2022-03-17 20:15:27 | 「狼おとこ」


「やめろ!」

 人垣をかき分けるようにして、一人の少年が飛び出してきた。グレイだった。
 グレイは、薪の山に突っこむと、めらめらと燃え広がっていく火を蹴散らし、燃え広がるのを食い止めようと必死だった。オモラの所で働く山子達、山頭のカッカ、町長のケントが、こぞってグレイを引き離した。グレイを慕ってついて来たアリスが、主人を助けようと懸命に戦ったが、男達の、それこそ火のような勢いを止めることはできなかった。
 火は、みるみるうちに大きさを増した。ごうごうと唸りながら、盛んに火の粉を吹き上げた。その熱さは、遠巻きにしている人々の肌さえ、焼け焦げてしまいそうだった。
 バードの着衣の裾に、生き物のような火が燃え移った。処刑場に連れてこられる前から、激しい拷問によって自白を強要されていたバードには、もはや無実を叫ぶ気力さえ残ってはいなかった。

「ぼくだ、ぼくが狼男なんだ!」

 グレイが再び飛び出してきた。その顔は、打撲による内出血でぱんぱんに膨れ上がり、唇からは太い血の筋が伸びていた。
「ばかやろう――」と、カッカがあわててグレイを止め、その場で力まかせに頬を殴った。
「ばかやろう、あいつは狼男なんだ。おまえがいくらかばったって、呪われた血はもう清めることはできやしないんだ」
「ばかやろう……」と、グレイを殴るカッカの目には、溢れそうなほどの涙が溜まっていた。
 バードの姿が、炎に包まれていった。黒煙を吐き、天まで届かんとする火柱が、バードをすっぽりと飲みこんでしまった。もう誰も、赤い火炎の奥にバードの姿を認められる者はいなかった。
 アリエナは泣いていた。もうどうなってもいいと思っていた。殴られているグレイのように、自分も殴られなければ、そう思っていた。群衆が、燃えちまえと歓声を上げていた。バンザイをしている者もいた。子供達は無邪気に騒ぎ、女達は炎に向かって石を投げつけた。アリエナは、言葉にならない獣のような叫びを上げていた。

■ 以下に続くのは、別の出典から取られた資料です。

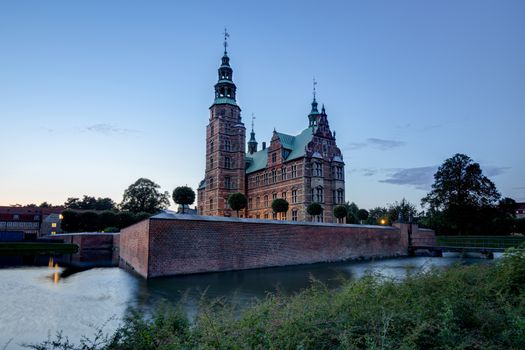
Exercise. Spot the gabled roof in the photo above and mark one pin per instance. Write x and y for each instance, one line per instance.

 バードは、天に昇っていった。すべてが燃え尽きた後、小さなおき火だけが、パチパチとはぜていた。もう、西の空は茜色に染まり、冷たい夜気が辺りに漂っていた。
 あれほど騒がしく、ヒステリックだった群衆は、もう誰一人残っていなかった。しかし、まだ立ち去りがたい影が、幾筋か地面に長く延びていた。
「ばかやろう……」と、カッカは言いながら、グレイを抱き上げた。「ばかやろう、おまえが死んだって、どうなるもんでもないだろうが。――ごめんな、こうするしか、おまえを助けられなかったんだ。こうするしかな」
 カッカは、涙声になっていた。腕の中でぐったりとしているグレイは、しかしカッカの言葉を聞いていたのか、力なく微笑もうと、口元をかすかに動かした。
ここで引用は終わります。